Ammu is curled up in a ball at the end of the sofa. Laddu and Pattu are tossing a balloon between them using their cheap plastic wands as bats to hit the balloon.
“We are playing royal tennis,” Laddu tells me as I pass them to reach Ammu.
I stroke Ammu’s forehead, gathering her body against mine. The story pours out from her before I can say a word.
Earlier this weekend, on our regular grocery trip, I permitted the children to pick out wands and tiaras to go with their Halloween costume. Laddu chose a blue set while Pattu reached for purple, her favorite color. Even as Ammu scouted for something, I reminded her that I bought her a Unicorn headband a few days before. She sulked but realized it was only fair that her sisters get something while she did not.

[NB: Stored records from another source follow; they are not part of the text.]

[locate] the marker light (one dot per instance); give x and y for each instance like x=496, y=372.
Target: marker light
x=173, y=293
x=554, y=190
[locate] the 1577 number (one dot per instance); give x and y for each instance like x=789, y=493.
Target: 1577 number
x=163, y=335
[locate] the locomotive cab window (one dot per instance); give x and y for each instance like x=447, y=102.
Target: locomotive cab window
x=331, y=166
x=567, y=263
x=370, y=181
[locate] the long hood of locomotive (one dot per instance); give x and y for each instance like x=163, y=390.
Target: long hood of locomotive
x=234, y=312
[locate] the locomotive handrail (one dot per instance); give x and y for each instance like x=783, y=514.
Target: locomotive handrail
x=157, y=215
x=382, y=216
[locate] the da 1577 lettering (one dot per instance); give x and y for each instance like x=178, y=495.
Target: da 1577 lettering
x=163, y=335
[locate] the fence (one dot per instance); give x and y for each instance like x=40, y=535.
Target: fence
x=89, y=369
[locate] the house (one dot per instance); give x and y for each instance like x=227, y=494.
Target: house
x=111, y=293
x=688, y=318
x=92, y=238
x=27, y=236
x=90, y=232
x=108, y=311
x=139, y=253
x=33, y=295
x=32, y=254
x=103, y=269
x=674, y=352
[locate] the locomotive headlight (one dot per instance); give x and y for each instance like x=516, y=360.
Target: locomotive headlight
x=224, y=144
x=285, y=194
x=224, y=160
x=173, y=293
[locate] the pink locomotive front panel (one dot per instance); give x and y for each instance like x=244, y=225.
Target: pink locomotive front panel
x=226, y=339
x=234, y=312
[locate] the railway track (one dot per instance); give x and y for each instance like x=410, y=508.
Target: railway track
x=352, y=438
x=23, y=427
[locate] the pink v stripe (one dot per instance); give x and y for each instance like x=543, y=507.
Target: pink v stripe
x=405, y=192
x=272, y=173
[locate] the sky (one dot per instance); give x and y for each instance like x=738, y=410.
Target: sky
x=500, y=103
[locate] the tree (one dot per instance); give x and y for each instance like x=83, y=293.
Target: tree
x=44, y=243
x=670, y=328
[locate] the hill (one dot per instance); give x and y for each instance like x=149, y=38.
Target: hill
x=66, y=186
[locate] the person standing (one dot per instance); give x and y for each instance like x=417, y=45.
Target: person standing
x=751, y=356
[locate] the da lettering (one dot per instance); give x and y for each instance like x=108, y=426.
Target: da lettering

Since we got home, the tiaras and wands have been a permanent fixture. I listened in horror as Ammu sobbed. It turns out the other two had declared themselves Royals and had Ammu work as the servant fetching them water and watch them play Royal tennis with wands and balloons.
My instinct was to confiscate everything and put an end to the game. Instead, I sat on the sofa holding the sobbing child and wondering how to talk about everything that was wrong about the scenario.
By the time Ammu had done sobbing, the other two had moved on to a different game and I picked up the now stranded plastic pieces. I shouted instructions for the three to play together and cut out the royal nonsense. And I stewed.
All through the weekend, every show the kids watched on TV featured witches, fairy godmothers, princesses, and otherworldly creatures. While they stared transfixed at the main characters, I noticed the ones standing off the side, setting tables, bringing costumes, serving as sidekicks. The Invisibles.
Through my growing years, we always had help at home. Usually, a lady who would come in once or twice a day to clean, wash and help out with chores. I took pride in the fact that we treated people who helped us at home with dignity and respect, except now that I live a few thousand miles away and my rose tinted glasses are off. There are so many things problematic with the power imbalance and the entitlement of those who hire help. Each visit I make back home reinforces how things have stayed the same even as the world outside has changed.
Watching my children play has been a rude awakening. I know what happened yesterday is a teachable moment. I am still grappling with what I want to say and how I say it. Race, class, societal constructs, the circumstance of birth, there are so many things that are intertwined and overlaid. How do I teach my children while I am still unlearning a whole lot of what I imbibed and feel responsible for?
Of all the things I expected parenting to be, this certainly seems to be the hardest.